RR intervals (the time between successive R-peaks in the ECG signal) are often analyzed to understand ANS activity [36]. HRV-MCVNN, the ratio of the median absolute deviation (MAD) of the RR intervals (RRIs) to the median of the RRIs, is a robust derived measure of HRV. The MAD of the RRIs captures the dispersion of RR intervals around the median and is less sensitive to outliers than standard deviation. A high value suggests greater variability in heartbeats, typically reflecting parasympathetic dominance and lower stress. Since HR influences variability, dividing by the median of the RRIs controls for individual or condition-specific HR. This makes comparisons more meaningful across conditions or subjects. During stress, sympathetic activity increases while parasympathetic activity decreases, leading to shorter RRIs, a reduced MAD to the RRIs, and consequently a lower HRV-MCVNN compared to no-stress stress conditions. HRV-MCVNN has been shown to correlate with emotional states, making it a relevant feature for stress detection [37].

The normalized low-frequency (LFn) power of HRV is frequently used as a non-invasive index of ANS function, though its precise physiological interpretation remains subject to ongoing debate [38]. LFn is commonly interpreted as an indicator of sympathetic nervous system activity and of the overall balance between the sympathetic and parasympathetic branches of the autonomic nervous system [39]. The low-frequency (LF) power component (0.04–0.15 Hz) reflects contributions from both sympathetic and parasympathetic influences, whereas the high-frequency (HF) power component (0.15–0.4 Hz) is predominantly mediated by parasympathetic activity and is strongly associated with respiratory sinus arrhythmia and baroreflex function. LFn is computed by expressing LF power as a proportion of the total power within the LF and HF bands. This normalization is intended to provide a more interpretable index of sympathovagal balance, particularly in dynamic contexts, such as stress reactivity. Increases in LFn are traditionally interpreted as reflecting a shift toward sympathetic predominance, whereas decreases in LFn suggest parasympathetic dominance or a more balanced autonomic state. Acute psychological stress typically elicits a shift in autonomic control characterized by increased sympathetic activity and reduced parasympathetic activity, the so-called “fight-or-flight” response [40]. In HRV analyses, this response is commonly reflected in increased LFn values. Conversely, lower LFn values are observed under conditions of relaxation and parasympathetic predominance. Despite its widespread use, the interpretation of LFn as a direct index of sympathetic tone is not universally accepted. The LF band captures complex interactions between autonomic branches, and the relationship between LFn and pure sympathetic activity is neither linear nor exclusive [38]. Nonetheless, an elevated LFn remains a robust and widely reported marker of autonomic shifts toward sympathetic dominance, particularly in the context of stress research. Overall, LFn provides a practical and valuable, albeit imperfect, metric for assessing autonomic nervous system dynamics in response to stressors. While its interpretation should account for the inherent complexity of autonomic regulation, increases in LFn consistently indicate a state of heightened physiological arousal and a shift in autonomic control consistent with the body’s characteristic response to acute stress [41].

The results showed that the combination of RFE and GB achieved the highest average F1 score of 0.76, with a 95% confidence interval of (0.71, 0.82). This is consistent with previous findings where GB’s iterative nature was shown to improve predictive performance by reducing classification errors [31]. The RFE method is known for its ability to eliminate irrelevant features, iteratively enhancing model performance [18]. In contrast, the combination of RFE with other classifiers, such as SVM and XGB, yielded lower F1 scores, highlighting the importance of classifier choice in stress classification models [22].

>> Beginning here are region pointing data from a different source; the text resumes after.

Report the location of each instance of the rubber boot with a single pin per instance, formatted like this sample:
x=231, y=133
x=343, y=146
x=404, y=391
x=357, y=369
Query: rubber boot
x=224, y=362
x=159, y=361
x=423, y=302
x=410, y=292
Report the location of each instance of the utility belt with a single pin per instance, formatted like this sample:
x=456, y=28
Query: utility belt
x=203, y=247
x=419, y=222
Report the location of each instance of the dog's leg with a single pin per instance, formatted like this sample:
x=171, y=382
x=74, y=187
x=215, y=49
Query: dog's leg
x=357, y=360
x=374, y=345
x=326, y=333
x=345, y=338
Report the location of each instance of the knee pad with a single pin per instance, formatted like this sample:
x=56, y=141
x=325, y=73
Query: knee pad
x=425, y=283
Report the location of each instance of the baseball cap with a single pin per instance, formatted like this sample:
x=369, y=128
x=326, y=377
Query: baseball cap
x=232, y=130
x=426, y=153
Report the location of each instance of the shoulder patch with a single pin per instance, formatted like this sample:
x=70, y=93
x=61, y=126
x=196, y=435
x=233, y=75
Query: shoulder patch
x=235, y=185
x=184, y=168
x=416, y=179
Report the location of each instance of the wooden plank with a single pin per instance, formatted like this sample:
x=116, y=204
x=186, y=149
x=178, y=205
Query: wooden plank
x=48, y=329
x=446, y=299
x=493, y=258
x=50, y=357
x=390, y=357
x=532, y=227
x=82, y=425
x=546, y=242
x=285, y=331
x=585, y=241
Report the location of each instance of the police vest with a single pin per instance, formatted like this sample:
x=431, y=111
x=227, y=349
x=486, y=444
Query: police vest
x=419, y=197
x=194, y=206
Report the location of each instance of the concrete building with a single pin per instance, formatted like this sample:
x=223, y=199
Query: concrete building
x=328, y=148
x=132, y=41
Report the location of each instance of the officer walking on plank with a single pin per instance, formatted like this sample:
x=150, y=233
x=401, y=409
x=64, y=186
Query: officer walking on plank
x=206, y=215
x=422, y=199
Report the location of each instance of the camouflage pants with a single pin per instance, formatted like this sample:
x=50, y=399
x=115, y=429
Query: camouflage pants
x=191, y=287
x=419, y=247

The mRMR feature selection, which minimizes feature redundancy while maximizing relevance to the target variable, also provided competitive results. For the mRMR (10) feature selection, GB achieved the highest F1 score of 0.67 (95% CI: 0.62–0.72), followed by XGB with score of 0.62 (95% CI: 0.57–0.67). As the number of selected features increased to 20 and 30, the performance of mRMR slightly decreased, with GB’s F1 scores of 0.66 (95% CI: 0.61–0.70) for mRMR (20) and 0.63 (95% CI: 0.57–0.69) for mRMR (30), highlighting that more features may not necessarily lead to improved performance. This trend suggests that, while mRMR effectively reduced redundancy, it struggled to maintain high classification performance when a larger feature subset was used. Our analysis revealed that, while mRMR is effective at identifying informative and non-redundant features, increasing the number of selected features does not always translate to better classification performance. Beyond a certain point, additional features may introduce redundancy or noise, leading to diminishing returns or slight performance declines. This indicates that, although mRMR optimizes feature relevance and redundancy based on mutual information, the selected features may not always align with the classifier’s optimal decision boundary. As a result, tuning the number of features is critical—not only to avoid overfitting, but also to ensure that selected features synergize with the classifier’s decision logic. These findings underscore the importance of tuning feature subset size in tandem with model selection to balance model complexity and generalization performance. Although mRMR did not outperform RFE, which achieved the highest score of 0.76 (95% CI: 0.71–0.82) using GB, it still offered a useful feature subset that captured significant information for stress detection. In comparison, LASSO provided the best overall performance, achieving an F1 score of 0.75 (95% CI: 0.71–0.78) with XGB, demonstrating its ability to produce sparse, interpretable models without sacrificing predictive power [32]. These results underscore the importance of carefully selecting the number of features for optimal performance and highlight the value of mRMR in reducing feature redundancy while maintaining relevance for stress classification.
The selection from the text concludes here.